I’ve lived in Calgary since 1980 and have thus witnessed numerous booms and busts. So while a number of food and drink places invariably fold with each crash, especially downtown, I’m no longer surprised when much of the restaurant scene chugs along as if nothing’s happened.

So it is with the most recent oil-price collapse, especially at breakfast. Calgary has long been one of the more expensive places to order breakfast in western North America. Think $15 for a good, though fairly standard morning feed. And yet people are perfectly happy to line up for these breakfasts, especially on weekends and even in winter.

An outsider might think such lineups would disappear and prices cut in the wake of this latest recession. No such luck. A quick survey of popular Calgary breakfast spots shows prices of $16 to $19 for more upscale morning offerings like lox waffles, meatloaf hash and tofu scrambles.

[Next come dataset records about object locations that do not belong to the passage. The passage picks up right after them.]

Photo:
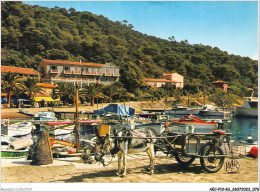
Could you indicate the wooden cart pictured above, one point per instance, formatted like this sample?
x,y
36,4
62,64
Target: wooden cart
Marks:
x,y
206,146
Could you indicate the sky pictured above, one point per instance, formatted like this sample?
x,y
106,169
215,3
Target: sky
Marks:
x,y
231,26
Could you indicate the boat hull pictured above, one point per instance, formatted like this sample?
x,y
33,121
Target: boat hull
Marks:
x,y
14,153
183,112
247,112
197,125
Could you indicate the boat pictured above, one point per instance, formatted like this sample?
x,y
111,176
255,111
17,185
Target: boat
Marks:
x,y
28,113
249,141
180,110
18,129
14,153
248,109
158,128
12,147
195,122
210,110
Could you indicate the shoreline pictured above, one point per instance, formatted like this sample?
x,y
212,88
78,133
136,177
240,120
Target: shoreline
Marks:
x,y
167,170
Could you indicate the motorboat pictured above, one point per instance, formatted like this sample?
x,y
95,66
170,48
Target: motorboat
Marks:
x,y
248,109
195,122
12,147
210,110
41,117
180,110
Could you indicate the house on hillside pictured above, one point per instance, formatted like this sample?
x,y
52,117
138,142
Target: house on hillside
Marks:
x,y
22,73
221,84
172,78
53,71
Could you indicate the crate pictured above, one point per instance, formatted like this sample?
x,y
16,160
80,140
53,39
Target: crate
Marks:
x,y
194,146
104,130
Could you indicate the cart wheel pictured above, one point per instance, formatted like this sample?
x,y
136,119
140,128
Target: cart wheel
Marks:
x,y
212,164
184,160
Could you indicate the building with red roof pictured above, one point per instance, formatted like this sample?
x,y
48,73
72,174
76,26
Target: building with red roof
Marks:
x,y
172,78
53,71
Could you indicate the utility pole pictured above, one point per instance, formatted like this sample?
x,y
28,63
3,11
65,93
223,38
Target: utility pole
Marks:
x,y
77,118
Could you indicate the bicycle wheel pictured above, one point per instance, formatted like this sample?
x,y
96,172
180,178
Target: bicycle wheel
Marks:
x,y
210,163
184,160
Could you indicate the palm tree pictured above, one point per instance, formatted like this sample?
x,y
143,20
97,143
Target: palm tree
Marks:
x,y
30,87
65,91
93,91
9,84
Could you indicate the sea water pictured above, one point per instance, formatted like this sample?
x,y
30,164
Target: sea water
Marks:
x,y
240,127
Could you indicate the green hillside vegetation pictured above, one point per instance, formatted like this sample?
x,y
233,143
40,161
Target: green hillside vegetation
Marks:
x,y
32,33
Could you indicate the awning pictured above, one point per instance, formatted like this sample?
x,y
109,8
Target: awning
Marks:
x,y
38,99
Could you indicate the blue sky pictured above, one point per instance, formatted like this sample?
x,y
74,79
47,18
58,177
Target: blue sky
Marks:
x,y
231,26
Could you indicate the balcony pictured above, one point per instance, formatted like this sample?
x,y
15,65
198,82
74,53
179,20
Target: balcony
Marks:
x,y
54,71
76,72
86,73
66,72
116,74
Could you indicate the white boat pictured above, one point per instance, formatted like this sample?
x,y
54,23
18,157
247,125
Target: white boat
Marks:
x,y
180,110
12,147
195,122
42,117
210,110
18,129
249,108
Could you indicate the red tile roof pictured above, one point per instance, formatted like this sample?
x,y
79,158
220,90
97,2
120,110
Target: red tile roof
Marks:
x,y
59,62
46,85
158,80
19,70
44,94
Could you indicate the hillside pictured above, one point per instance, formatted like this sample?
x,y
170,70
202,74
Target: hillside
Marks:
x,y
32,33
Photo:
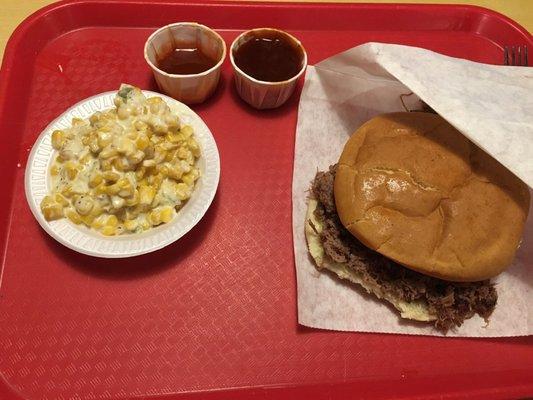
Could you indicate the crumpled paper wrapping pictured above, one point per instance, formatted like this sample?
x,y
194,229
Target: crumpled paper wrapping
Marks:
x,y
491,105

One place even charges $14 for a breakfast sandwich and $15 for pancakes.

Thus it was when we recently visited Blue Star Diner in the city’s trendy Bridgeland district. At 8 am on a Saturday, it wasn’t lined up but still busy.

I often like to order breakfast offerings that venture well beyond the tried-and-true bacon and eggs. Blue Star certainly delivered on originality, and we were soon happily munching on slow-cooked brisket and grits ($17.50) and corned lamb hash and cornbread ($18.50).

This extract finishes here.